Elizabeth Fajardo, the El Encanto’s human resources director, told Noozhawk she was hired in January 2013, but that only recently — in August, after some El Encanto management changes — has she been able to get “up to speed” on all the components of the parking program.
“Our parking has definitely been a challenge in making sure that team members … truly understand the seriousness of adhering to our parking lot and procedures,” she said.
The El Encanto has partnered with First Presbyterian Church of Santa Barbara, 21 E. Constance Ave., to provide 40 parking spaces for employees. The hotel provides a shuttle that Fajardo said runs every 15 minutes from 5 a.m. to 9 p.m.
At the Planning Commission meeting, she said hotel staff who don’t park in the appropriate areas face a verbal warning, followed by a written warning and then termination. She acknowledged that the hotel has not fired anyone over the parking issue.
“The bottom line is they have overbuilt the property,” said Lynda Courtney, an El Encanto neighbor. “They have taken every inch of space on that property for buildings so they didn’t give any employees any parking like they promised to.”
On any given day, she said, six to 10 employees can be found parking on the streets around the hotel.
“They are not monitoring these cars that well and they are certainly not enforcing it,” Courtney said.
“They tried to turn my quiet, peaceful, scenic, single-family, up-market neighborhood into their own personal, commercial zone,” she added.
Sheri Parker, another neighbor, said the hotel has ignored residents.
“The El Encanto has simply neglected to deal with their employee parking issues and, as a result, their employee parking has dominated Mission Ridge,” she said.
Parker said her 88-year-old mother must park one or two houses up the street when she visits.

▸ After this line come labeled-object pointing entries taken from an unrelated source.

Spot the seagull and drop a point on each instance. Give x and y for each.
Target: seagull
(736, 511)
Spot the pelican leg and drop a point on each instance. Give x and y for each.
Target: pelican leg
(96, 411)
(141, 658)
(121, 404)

“It’s just absurd that we are unable to have street parking in front of our homes,” she said. “It’s just not right.”
Parker said she could understand an employee occasionally parking on the street, but that it’s not a rare thing.
“These are the same people who constantly park in front of our home almost every day that they work,” she fumed.
Not everyone in the neighborhood is upset, however. Sheri Benninghoven used to videotape and write down license plate numbers of cars parked on her street.
“It was the same car in the same spot, every day,” said Benninghoven, adding that the drivers were putting on their work aprons while walking to the hotel. She called the hotel’s general manager, but did not hear back.
“Clearly, there was a plan that didn’t get executed,” she said.
Benninghoven says things are better now. A neighbor put up “No Hotel Parking” signs on private property, a move that seems to have deterred many of the street parkers. And she says she believes hotel officials have worked hard to address the neighborhood concerns.
“Everything has calmed down,” she said. “The hotel’s a treasure. We all have to get along.”
Planning Commissioner Mike Jordan said he’s skeptical of the hotel’s commitment to resolving the parking issue.
“The plan today is a plan that has been nonresponsive to the city’s requests, and has been followed up with a representative standing up in front of us saying, ‘We’ll take care of that,’” he said. “The details of the long-term parking plan are, at best, sketchy.”